Candidates are learning to optimise for systems, not for fit. Hiring teams are forced to make fast calls based on incomplete or inflated information. It’s getting harder to tell who’s real, who’s ready, and who’s just really good at gaming the process.
Fit is more than a filter
Hiring success doesn’t come from tighter criteria. It comes from clarity — knowing what actually drives success in the role, and being able to see it.
That might be a mindset. Work ethic. Coachability. Things that rarely show up clearly on a CV, but often make all the difference.
Especially in frontline or high-volume roles, where a polished résumé isn’t a reliable predictor of real-world performance.
This isn’t just about fairness. It’s about performance.
When we lean too hard on traditional filters, we shrink the talent pool. We miss people from non-traditional paths. We reinforce bias. And we end up hiring the most visible candidates — not always the most valuable ones.
In a market where quality of hire is now a top priority, that’s a risk we can’t ignore.
LinkedIn’s 2024 report puts it plainly:
“Quality of hire is the topic shaping the future of recruiting.” Companies are redefining 'quality' to focus more on soft skills and alignment with company values. (LinkedIn Future of Recruiting 2024 Report)
Hung Lee, curator of the Recruiting Brainfood newsletter, adds:
“Quality of hire is the hiring metric that CEOs care most about.” The challenge lies in connecting data points to truly measure it.
So what do we do?
Filters have a place — they help teams stay organised and move fast. But they shouldn’t be the final decision-maker.
The risk is when we rely on filters alone, we start rejecting potential — not just unqualified candidates. We miss people who could do the job well, simply because they don’t fit the default patterns.
What we need are systems that work with filters — but also look deeper.

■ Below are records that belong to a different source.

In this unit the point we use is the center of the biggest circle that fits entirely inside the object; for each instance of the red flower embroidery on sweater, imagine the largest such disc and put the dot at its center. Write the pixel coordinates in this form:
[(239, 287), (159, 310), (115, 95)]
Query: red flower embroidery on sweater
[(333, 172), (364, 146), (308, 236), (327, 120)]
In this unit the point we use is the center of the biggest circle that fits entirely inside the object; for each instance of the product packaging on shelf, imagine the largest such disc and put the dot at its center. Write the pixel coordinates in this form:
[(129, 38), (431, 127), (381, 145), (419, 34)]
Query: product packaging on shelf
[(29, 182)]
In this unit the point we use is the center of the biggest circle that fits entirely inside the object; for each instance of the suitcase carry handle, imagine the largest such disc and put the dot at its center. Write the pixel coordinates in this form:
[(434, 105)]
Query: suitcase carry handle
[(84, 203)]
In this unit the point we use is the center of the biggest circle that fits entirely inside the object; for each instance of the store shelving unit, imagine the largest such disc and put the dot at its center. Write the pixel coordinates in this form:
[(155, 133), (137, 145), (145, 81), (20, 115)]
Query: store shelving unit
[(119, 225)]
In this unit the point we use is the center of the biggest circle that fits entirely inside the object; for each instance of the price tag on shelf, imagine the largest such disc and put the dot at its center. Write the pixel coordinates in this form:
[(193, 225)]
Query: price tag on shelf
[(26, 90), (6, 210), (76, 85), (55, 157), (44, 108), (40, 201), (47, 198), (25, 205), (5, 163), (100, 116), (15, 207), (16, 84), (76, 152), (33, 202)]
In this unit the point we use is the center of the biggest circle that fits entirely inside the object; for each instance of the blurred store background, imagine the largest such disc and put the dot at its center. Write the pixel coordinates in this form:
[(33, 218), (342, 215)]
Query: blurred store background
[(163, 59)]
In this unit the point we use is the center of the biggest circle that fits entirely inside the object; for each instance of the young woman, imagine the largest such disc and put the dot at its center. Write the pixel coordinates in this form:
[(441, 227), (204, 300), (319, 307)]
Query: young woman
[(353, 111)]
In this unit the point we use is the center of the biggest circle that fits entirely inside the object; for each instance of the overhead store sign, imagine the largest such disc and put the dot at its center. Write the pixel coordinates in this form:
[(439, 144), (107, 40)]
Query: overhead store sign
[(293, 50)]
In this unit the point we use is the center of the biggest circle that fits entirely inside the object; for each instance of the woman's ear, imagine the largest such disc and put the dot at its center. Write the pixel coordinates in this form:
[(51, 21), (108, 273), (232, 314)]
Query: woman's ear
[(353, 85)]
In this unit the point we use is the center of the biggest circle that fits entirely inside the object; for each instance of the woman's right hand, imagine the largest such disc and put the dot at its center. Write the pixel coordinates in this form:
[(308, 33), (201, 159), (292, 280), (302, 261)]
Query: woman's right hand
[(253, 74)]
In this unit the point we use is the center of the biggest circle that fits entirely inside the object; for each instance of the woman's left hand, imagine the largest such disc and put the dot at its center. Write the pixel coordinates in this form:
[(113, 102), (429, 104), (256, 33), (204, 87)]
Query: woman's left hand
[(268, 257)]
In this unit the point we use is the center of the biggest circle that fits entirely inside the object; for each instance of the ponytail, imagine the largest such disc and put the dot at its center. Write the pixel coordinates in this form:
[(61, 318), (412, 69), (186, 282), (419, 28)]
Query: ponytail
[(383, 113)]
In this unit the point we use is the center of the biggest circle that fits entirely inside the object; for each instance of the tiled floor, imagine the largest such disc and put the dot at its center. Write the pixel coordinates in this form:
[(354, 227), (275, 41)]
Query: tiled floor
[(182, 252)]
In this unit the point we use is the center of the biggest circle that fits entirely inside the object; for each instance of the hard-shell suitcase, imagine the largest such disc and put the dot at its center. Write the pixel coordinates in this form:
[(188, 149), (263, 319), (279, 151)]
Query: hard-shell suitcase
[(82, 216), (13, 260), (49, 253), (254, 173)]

That spot alignment, surface soft skills, and help us see beyond what’s written on paper.
That’s what we’re building at Levlr — tools that help teams spot potential, not just screen for it.
The bigger question
Because at the end of the day, hiring isn’t just about filling roles. It’s about building teams that work — people who thrive, grow, and stay.
If our first instinct is to filter people out, we risk building the kind of workforce we’ve always had… not the one we actually need.
At Levlr, we’re not here to replace filters — we’re here to help you see what they miss. By surfacing behavioral fit, values alignment, and the kind of potential that doesn’t always show up on a résumé, we give hiring teams the insight to look deeper, faster.
Because the real question isn’t “How do we get more candidates through the funnel?” It’s “How many great people are we quietly filtering out — without even knowing it?”